My mind flails wildly, groping to come up with something to explain this situation. She’s mistaken, I know what she sees, but it’s not true. “No, that’s not true. She looks like her father…” I stop suddenly as an image of her father crosses my mind. His face contorted with anger. “If you think she looks like Rage you need to know it’s just a coincidence.”

Taking a step closer to me, she searches my face. Whatever she’s looking for, she doesn’t find it. “You lie, I think,” she says suspiciously, then adds, “Either to Rage or to yourself.”

I start to break down. “We were childhood sweethearts. He didn’t want me all those years ago and he doesn’t want me now.”

“How could you know this? You cannot read his mind.”

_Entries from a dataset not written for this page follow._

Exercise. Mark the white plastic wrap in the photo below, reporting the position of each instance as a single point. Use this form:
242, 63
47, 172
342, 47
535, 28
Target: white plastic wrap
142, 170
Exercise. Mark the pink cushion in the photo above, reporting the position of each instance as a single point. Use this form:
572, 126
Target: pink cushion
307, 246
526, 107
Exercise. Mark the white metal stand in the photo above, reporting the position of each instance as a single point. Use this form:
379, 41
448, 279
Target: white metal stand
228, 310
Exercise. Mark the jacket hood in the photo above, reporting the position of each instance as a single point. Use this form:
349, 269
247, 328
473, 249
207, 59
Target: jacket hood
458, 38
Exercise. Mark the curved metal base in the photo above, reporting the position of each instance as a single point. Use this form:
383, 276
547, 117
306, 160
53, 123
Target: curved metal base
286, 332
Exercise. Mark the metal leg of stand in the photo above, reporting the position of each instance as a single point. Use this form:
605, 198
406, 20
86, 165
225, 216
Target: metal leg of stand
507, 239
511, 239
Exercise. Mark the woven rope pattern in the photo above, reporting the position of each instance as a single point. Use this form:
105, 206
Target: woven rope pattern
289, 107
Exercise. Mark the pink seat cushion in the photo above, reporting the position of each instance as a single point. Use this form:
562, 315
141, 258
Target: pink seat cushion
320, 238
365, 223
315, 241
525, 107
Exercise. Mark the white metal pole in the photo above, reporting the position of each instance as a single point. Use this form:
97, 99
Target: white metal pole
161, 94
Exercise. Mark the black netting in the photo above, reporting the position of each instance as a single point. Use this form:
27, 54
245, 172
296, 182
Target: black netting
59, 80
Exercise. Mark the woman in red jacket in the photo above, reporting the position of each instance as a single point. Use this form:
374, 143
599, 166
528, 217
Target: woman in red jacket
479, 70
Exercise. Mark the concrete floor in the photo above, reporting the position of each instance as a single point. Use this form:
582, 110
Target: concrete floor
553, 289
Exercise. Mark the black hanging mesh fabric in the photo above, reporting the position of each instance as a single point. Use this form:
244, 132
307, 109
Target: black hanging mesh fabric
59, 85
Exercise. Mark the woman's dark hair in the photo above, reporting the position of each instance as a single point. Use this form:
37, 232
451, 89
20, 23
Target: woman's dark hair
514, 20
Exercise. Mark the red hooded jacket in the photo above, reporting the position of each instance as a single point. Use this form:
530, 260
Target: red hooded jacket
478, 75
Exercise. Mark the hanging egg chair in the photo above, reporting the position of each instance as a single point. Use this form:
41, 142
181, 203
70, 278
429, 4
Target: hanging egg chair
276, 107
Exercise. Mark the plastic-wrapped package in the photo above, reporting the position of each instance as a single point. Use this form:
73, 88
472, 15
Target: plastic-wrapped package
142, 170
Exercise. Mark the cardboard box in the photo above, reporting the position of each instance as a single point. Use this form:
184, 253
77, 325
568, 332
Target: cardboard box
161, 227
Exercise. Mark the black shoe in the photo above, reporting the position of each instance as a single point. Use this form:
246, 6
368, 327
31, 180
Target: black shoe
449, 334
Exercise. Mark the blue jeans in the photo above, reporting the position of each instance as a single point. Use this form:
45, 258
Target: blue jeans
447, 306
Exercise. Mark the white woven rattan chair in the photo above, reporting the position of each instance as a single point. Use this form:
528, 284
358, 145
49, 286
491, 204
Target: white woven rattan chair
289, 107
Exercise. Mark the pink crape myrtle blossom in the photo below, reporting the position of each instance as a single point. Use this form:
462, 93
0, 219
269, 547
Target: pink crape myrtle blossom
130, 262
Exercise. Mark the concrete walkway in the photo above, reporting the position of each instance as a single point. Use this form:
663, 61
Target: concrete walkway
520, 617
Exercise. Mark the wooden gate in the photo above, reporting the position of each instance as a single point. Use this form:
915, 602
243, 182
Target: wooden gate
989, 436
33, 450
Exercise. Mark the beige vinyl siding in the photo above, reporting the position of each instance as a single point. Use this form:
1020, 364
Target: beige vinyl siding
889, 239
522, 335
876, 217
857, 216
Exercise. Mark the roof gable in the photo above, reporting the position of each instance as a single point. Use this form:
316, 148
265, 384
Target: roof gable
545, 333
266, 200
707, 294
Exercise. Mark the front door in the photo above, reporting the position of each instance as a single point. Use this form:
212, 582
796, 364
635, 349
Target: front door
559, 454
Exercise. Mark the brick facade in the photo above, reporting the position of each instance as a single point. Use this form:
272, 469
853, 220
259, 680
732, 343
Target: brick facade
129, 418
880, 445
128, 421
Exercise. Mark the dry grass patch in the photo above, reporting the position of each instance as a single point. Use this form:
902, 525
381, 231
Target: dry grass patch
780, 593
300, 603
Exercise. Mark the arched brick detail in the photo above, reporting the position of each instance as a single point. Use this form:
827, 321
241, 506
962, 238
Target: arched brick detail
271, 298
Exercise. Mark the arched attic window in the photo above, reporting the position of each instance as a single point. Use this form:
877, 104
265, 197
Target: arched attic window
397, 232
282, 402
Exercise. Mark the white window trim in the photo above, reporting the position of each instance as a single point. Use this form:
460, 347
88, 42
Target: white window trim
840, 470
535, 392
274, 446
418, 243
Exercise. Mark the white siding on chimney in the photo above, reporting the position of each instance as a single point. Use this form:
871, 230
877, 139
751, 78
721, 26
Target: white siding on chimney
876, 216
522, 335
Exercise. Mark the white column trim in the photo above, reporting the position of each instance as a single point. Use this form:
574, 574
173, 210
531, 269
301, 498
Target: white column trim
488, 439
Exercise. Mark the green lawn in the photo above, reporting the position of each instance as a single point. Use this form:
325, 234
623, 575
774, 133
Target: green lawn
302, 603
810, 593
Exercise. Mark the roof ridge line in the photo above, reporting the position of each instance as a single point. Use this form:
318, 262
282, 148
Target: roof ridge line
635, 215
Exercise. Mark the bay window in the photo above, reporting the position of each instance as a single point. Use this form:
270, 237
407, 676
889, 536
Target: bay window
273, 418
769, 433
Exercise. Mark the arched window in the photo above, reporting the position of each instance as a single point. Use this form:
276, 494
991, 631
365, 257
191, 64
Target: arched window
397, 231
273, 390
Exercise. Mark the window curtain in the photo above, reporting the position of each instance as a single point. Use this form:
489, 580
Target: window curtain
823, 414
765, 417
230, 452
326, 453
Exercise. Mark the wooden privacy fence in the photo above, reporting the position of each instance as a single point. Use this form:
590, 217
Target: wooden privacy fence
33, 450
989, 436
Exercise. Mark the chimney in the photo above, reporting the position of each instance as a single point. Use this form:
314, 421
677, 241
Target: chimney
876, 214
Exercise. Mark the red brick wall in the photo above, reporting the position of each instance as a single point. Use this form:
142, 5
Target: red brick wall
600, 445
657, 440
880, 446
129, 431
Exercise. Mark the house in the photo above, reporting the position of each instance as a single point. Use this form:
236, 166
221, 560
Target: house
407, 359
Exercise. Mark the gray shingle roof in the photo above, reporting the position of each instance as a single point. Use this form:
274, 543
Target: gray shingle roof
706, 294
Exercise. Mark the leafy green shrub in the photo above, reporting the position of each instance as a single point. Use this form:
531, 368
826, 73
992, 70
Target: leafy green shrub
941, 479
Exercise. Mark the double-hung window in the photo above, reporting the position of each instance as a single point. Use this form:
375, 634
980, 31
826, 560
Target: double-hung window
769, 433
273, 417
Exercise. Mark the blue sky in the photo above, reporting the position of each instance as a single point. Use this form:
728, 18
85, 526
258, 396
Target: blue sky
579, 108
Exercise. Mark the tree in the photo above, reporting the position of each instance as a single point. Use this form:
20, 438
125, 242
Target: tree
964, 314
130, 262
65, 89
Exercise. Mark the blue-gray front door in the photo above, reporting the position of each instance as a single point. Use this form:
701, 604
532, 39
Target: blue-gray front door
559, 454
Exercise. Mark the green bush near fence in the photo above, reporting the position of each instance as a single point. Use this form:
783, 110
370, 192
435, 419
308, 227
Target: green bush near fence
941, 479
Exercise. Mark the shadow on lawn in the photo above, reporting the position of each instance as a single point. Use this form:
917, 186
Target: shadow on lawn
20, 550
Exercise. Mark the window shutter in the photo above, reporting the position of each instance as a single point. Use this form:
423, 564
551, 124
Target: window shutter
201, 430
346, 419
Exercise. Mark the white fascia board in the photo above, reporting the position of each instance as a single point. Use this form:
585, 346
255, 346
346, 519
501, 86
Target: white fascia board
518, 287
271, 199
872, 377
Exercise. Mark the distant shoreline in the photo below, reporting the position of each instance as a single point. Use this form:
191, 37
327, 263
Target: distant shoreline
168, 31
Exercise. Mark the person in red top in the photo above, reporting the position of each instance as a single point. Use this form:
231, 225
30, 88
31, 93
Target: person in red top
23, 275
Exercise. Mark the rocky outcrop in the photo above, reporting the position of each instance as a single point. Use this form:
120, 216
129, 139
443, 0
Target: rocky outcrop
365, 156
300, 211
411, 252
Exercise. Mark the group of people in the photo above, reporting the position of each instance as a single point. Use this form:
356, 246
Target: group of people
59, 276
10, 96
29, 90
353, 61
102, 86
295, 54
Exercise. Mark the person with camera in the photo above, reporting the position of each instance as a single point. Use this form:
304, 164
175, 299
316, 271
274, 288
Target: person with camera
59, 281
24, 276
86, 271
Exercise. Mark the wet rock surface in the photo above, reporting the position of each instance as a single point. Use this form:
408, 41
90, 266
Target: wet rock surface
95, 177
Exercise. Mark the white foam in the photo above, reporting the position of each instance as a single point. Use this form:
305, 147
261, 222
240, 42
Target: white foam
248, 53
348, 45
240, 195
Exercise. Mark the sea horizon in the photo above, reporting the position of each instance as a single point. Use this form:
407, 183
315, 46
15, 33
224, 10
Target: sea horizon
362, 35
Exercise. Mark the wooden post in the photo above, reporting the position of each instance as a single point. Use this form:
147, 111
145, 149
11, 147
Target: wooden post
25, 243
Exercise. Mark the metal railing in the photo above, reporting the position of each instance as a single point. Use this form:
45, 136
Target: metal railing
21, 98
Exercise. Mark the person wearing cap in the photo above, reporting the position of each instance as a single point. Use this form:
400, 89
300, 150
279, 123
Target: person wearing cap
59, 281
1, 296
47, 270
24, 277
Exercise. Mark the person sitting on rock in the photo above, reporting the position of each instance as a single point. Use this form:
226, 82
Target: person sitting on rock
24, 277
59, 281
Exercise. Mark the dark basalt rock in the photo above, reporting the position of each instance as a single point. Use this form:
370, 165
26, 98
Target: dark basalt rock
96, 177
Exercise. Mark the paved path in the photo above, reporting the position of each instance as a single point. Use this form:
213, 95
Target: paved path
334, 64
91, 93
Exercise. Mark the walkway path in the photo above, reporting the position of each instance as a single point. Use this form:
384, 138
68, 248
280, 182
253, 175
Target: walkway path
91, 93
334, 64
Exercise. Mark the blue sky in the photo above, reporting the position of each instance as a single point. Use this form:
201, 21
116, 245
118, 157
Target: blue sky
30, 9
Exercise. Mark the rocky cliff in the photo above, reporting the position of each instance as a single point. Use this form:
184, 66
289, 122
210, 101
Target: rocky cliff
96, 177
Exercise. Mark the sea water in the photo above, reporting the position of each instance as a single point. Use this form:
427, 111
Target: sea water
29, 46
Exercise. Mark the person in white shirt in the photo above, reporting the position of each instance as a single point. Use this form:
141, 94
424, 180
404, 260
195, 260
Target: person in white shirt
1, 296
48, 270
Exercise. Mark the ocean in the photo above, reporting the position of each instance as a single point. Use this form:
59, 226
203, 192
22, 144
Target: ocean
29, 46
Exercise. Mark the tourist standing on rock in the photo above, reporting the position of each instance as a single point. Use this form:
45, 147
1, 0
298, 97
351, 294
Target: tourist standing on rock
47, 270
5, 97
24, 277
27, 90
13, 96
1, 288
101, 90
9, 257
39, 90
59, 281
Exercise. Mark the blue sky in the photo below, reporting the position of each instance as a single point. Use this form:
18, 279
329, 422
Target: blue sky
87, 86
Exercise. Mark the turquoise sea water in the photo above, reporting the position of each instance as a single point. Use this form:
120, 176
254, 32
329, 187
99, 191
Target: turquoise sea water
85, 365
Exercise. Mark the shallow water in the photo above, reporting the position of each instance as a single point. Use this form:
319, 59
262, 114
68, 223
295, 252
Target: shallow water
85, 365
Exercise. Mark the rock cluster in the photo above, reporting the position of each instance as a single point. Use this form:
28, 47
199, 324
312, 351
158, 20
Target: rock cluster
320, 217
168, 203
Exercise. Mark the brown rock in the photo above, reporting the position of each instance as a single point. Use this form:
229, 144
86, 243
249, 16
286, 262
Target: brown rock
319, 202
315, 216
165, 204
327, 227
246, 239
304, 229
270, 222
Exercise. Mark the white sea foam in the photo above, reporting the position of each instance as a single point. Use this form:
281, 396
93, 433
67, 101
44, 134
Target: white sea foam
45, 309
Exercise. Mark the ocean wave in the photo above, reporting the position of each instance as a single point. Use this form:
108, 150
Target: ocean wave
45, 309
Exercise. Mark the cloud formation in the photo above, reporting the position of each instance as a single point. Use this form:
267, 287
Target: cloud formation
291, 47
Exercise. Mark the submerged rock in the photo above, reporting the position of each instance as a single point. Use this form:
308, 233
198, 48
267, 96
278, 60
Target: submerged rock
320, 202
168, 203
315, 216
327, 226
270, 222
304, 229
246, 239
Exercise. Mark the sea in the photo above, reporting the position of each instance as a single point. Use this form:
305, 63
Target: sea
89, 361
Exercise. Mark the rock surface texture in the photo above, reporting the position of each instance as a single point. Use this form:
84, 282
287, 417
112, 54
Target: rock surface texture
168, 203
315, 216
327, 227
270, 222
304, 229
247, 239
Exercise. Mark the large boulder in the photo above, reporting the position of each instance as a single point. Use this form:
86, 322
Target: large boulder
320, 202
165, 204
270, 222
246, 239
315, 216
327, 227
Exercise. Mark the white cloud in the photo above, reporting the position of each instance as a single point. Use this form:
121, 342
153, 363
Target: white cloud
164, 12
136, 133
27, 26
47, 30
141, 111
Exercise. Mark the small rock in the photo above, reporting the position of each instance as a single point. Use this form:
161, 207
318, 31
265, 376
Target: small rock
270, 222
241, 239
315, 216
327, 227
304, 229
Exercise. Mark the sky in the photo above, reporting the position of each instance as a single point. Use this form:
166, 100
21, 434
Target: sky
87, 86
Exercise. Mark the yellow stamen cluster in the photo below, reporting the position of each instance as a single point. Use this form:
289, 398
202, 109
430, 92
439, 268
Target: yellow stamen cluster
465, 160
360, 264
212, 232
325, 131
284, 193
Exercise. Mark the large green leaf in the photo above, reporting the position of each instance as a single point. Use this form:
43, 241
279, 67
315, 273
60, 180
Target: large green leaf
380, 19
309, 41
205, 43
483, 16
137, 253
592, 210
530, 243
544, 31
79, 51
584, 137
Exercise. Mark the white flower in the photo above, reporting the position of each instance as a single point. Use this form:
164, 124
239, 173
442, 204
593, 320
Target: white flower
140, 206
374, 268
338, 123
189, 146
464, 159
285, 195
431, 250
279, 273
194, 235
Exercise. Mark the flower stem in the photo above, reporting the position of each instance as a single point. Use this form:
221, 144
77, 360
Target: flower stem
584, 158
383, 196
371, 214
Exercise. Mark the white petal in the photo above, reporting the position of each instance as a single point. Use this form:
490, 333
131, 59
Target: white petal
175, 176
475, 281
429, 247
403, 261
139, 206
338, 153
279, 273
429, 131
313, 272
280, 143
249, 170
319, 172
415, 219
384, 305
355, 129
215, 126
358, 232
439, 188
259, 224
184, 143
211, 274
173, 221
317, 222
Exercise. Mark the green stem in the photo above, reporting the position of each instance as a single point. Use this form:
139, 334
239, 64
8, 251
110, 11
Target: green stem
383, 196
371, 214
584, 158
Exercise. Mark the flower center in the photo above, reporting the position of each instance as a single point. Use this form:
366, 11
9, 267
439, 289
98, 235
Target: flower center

“I know he doesn’t want me because he said it out loud today. He’s not the settling down type and doesn’t want to be trapped by a wife or children.”

She still looks doubtful.

Exasperated, I tell her, “I can’t make him want me. Forcing him will just make him hate us.”

“Yet, you are with him now.”

“I have no place to go, and Rage is a nice man, who’s taking us in. I only accepted because of my daughter. I’m going to get on my feet fast and get a job. We’ll be out long before we wear out our welcome.”

“Very well, ma petite . I will have my eyes on you. You will not break his heart again. Am I clear?”

“Yes, of course,” I stammer. “I’ll be gone before you know it.”

“We shall see if all you say comes to pass,” she says as she splashes water on her face. She looks up and our eyes meet in the mirror, “And that little girl? I see, even if you don’t.”

I shake my head sadly. She’s mistaken.